# oil pressure



## ironwolf365 (Aug 17, 2010)

i have a 2004 passat. 1.8t and just changed the oil afterwards the oil light was beeping and actually said stop turn engine off....oil pressure....service manual...i checked the oil level and it was fine and now the car died and wont re-start......any ideas.....sensor?


----------



## gmikel (Nov 10, 2010)

*siezed?*



ironwolf365 said:


> i have a 2004 passat. 1.8t and just changed the oil afterwards the oil light was beeping and actually said stop turn engine off....oil pressure....service manual...i checked the oil level and it was fine and now the car died and wont re-start......any ideas.....sensor?
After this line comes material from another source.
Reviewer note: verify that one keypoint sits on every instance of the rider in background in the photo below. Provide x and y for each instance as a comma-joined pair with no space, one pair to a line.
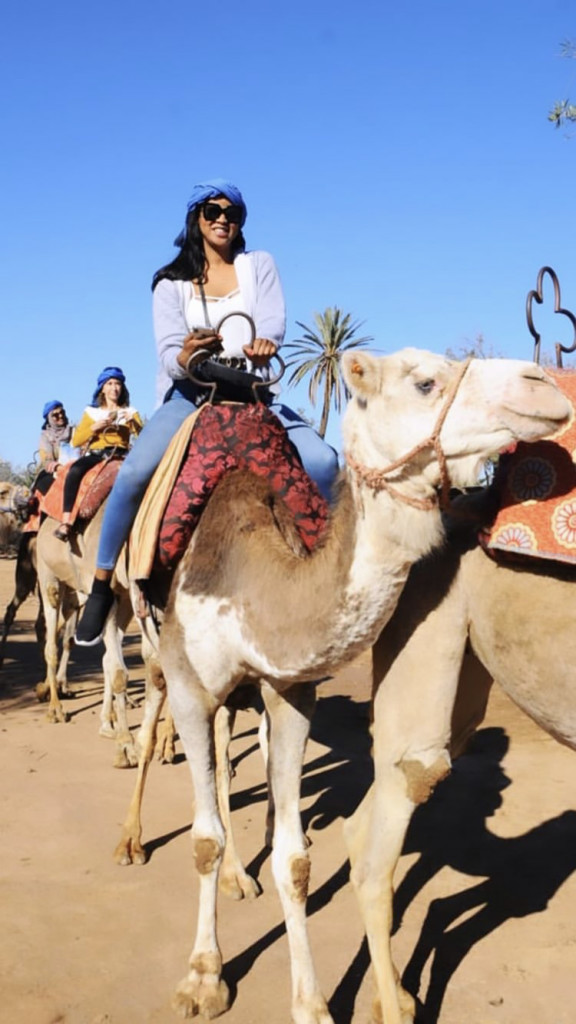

drop the oil pan and check the screen on the pickup for the pump. they can and do get plugged with sludge, especially on conventional oil.


----------



## ironwolf365 (Aug 17, 2010)

apparently theres a class action lawsuit on a engine slug issue with vw, i talked to the shop today they tried telling me its the timing belt ? do you think its worth taking to vw about this slug issue


----------



## gmikel (Nov 10, 2010)

*absolutely*



ironwolf365 said:


> apparently theres a class action lawsuit on a engine slug issue with vw, i talked to the shop today they tried telling me its the timing belt ? do you think its worth taking to vw about this slug issue


i believe there is a tsb that extends the warranty and advises the use of synthetic oil and a larger oil filter to increase the oil capacity. if it won't turn over it's not the timing belt.


----------